Cluster of human listeriosis cases traced by molecular typing to taleggio cheese, Italy
Abstract number: P1692
Mammina C., Manfreda G., Aleo A., De Cesare A., Ferretti V., Pellissier N., Romani C., Nastasi A., Pontello M.
Objectives:Listeria monocytogenes is a foodborne pathogen responsible for severe invasive disease in humans and animals. A number of large outbreaks have been described in many industrialised countries, but most cases are considered to be sporadic.
Frequent clustering was detected by a retrospective subtyping analysis of 24 human isolates identified from apparently sporadic cases of infection in the Lombardy region, Italy, in the years 20062007, by using serotyping and DNA-based subtyping methods. The objective of this study was to evaluate a possible causative role of L. monocytogenes strains isolated from cheese and salami samples on sale in the same geographic area.

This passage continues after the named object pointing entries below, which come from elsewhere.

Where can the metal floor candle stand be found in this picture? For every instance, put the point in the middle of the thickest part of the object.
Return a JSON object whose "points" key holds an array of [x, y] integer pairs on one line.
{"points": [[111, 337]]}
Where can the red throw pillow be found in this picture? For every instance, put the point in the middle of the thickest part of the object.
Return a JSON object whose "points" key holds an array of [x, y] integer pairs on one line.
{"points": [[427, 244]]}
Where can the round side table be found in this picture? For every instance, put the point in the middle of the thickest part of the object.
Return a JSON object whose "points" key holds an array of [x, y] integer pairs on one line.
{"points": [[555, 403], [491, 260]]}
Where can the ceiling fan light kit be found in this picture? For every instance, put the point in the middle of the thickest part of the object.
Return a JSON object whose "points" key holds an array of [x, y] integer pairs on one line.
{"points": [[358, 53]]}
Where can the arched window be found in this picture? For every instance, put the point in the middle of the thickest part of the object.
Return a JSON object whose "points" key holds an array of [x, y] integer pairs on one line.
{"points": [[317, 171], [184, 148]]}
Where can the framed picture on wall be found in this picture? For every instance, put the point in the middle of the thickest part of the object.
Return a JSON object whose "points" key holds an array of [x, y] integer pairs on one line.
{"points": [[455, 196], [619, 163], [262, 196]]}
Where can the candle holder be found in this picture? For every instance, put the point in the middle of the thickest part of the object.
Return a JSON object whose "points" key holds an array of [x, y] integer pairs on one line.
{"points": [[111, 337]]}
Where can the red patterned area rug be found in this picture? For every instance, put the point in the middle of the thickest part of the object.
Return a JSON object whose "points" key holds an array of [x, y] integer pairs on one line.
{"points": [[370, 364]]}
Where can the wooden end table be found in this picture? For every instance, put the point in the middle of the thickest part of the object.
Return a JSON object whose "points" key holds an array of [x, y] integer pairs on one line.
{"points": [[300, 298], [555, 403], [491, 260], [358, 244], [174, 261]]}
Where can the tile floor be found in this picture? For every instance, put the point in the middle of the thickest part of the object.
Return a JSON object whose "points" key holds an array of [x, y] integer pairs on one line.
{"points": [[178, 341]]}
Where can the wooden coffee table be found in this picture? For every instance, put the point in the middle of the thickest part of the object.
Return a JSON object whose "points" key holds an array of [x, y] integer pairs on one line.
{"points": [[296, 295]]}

All strains tested were serotyped following the manufacturer's instructions using commercial specific antisera (Denka Seiken, Tokyo, Japan).
Isolates were characterised by automated ribotyping using the RiboPrinter® (Qualicon, Inc. Wilmington, DE, USA) and selecting EcoRI as the restriction enzyme. Ribotypes were firstly classified into ribotypes by automatic classification and, then, some isolates were submitted to manual classification after visual inspection.
PFGE was performed according to PulseNet protocol with enzymes AscI and ApaI. New PFGE profiles obtained by AscI were marked by subsequent numbers. Closely related patterns, differing from each other by one to three bands, were assigned an additional capital letter. Indistinguishable or closely related strains were subsequently cleaved with ApaI.
Results: Seven clusters including two to three isolates were identified within human isolates. Isolates from salami were heterogeneous but all were different by ribotyping and PFGE from the available human isolates. Taleggio and gorgonzola cheese samples proved to contain two different strains of L. monocytogenes.
A cluster, including human isolates from the geographic area under study, consisted of three strains indistinguishable by serotyping serotype 1/2b, PFGE after AscI and ApaI digestion and EcoRI ribotyping ribotype DUP-1034 from L. monocytogenes strains detected on the rinds of Taleggio cheeses produced in an Italian plant.
Conclusion: Listeriosis control strategies should include subtyping of human isolates and take into account that a large proportion of cases may represent foodborne outbreaks. PFGE and ribotyping databases representing isolates from different sources may be invaluable to identify source-specific subtypes.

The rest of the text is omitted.